Pero uno se pregunta hasta dónde puede llegar la búsqueda de información. Podemos decir que si el comportamiento de algunos jefes de Prensa se rige por la búsqueda de un sensacionalismo rentable, también se fundamenta en el postulado de que detentar poder corrompe a todo el mundo y que siempre hay una historia de corrupción por encontrar. El segundo postulado de esta actitud se basa en el equilibrio entre honores y beneficios: ya que algunos han apostado por el poder, es preciso que paguen el precio de la inquisición de sus actos y gestos. Si han corrido el riesgo de exponerse en público, deben ser irreprochables. Esto transforma a algunos periodistas en detectives, en policías y en delatores. Estos calificativos, que se consideran como injuriosos en Europa, son perfectamente asumidos en Estados Unidos con la conciencia completamente limpia del ciudadano americano. ¿Detective? Sea. ¿Pero hasta dónde? ¿Y para hacer qué?
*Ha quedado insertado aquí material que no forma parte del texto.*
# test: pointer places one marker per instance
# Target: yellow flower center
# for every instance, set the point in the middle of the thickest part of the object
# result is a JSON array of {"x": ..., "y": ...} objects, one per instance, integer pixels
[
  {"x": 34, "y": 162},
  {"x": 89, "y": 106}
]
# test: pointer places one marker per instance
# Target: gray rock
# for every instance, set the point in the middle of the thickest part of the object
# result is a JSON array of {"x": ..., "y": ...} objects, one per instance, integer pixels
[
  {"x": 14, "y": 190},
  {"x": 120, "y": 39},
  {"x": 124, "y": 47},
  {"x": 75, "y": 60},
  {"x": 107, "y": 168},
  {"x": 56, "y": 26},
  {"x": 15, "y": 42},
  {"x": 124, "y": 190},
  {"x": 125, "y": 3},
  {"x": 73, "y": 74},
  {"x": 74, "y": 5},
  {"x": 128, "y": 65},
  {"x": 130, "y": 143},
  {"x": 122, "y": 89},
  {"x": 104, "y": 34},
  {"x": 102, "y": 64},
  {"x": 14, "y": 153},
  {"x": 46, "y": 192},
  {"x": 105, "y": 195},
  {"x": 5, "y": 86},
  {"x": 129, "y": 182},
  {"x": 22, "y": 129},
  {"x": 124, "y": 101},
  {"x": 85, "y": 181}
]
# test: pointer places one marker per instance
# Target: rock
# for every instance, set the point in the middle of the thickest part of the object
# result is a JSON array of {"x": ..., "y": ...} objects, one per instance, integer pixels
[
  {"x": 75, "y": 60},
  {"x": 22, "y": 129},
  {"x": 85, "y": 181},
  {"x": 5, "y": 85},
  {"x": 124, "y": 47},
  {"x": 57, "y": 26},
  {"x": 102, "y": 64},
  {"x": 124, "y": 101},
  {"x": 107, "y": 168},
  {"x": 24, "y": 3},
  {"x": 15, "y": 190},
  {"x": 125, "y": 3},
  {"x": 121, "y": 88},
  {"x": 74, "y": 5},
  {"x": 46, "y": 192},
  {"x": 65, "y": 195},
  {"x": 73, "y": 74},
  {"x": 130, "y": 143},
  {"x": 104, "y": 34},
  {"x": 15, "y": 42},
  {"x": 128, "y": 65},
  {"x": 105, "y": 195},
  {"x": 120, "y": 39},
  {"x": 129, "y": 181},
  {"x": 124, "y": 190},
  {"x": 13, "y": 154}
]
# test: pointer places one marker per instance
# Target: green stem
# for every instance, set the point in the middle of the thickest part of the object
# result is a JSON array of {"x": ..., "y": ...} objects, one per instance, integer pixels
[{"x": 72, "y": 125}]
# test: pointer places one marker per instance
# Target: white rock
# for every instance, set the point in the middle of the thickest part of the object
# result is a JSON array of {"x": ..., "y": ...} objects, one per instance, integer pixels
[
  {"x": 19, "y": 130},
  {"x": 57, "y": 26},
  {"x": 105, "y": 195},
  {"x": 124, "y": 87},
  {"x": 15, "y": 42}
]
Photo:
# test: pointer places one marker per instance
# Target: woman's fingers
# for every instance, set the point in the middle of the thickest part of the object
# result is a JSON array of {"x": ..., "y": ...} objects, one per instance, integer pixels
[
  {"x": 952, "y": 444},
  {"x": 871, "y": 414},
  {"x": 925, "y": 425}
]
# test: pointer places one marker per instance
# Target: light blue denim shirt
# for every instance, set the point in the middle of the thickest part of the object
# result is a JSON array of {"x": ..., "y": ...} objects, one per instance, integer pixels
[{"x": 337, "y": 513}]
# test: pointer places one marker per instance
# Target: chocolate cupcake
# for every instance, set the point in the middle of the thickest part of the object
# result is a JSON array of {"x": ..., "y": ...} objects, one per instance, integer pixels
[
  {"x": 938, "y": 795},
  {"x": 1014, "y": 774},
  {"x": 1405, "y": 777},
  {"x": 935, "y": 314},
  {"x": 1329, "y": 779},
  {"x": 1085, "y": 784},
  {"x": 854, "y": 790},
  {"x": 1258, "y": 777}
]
Al menos, según mi punto de vista, los profesionales del otro lado del Atlántico no tienen ninguna lección que darnos. Para ellos no existe la privacidad: se puede penetrar en la intimidad doméstica, conyugal y paterna; se puede preguntar a los vecinos sobre la reputación de un político que se haya mostrado de mal talante ante ello. Se puede hacer un recuento de sus placeres con la esperanza de encontrar debilidades en ellos. Al principio el informe es puritano. Sabemos lo que sucedió con Edward Kennedy y con Gary Hart cuando se les atribuyeron relaciones adúlteras. Dicho de otra manera, no se sabría ejercer ni merecer el poder si no se es irreprochablemente fiel a la mujer de uno, y eso sin examen particular de conflicto eventual que puede separar a dos esposos. Somos puritanos y optimistas: la pareja es fiel y feliz. Ya no hay vida privada, ni pensamiento privado, ni intimidad. No sirve de nada querer escapar a esta investigación: en los periódicos se ha creado una sección especialmente para levantar acta de todos los gossips en general, es la sección llamada people. En pocos años se tia convertido en la más leída de todos los diarios europeos. Sólo se escapa a esta exigencia obsesiva de transparencia, que hace vivir a los hombres públicos bajo la mirada de espejos múltiples que reflejan su imagen sin cesar, en las grandes universidades, esos remansos de dignidad y de civilización americana. Por lo demás, cuando Reagan entró en la Casa Blanca, para permanecer en ella ocho largos años, se remató el puritanismo exhibicionista y policial. Si tuviera que dar un ideal por el que luchar a la Prensa de la Europa en construcción, sería, en primer lugar, "defensa de la vida privada".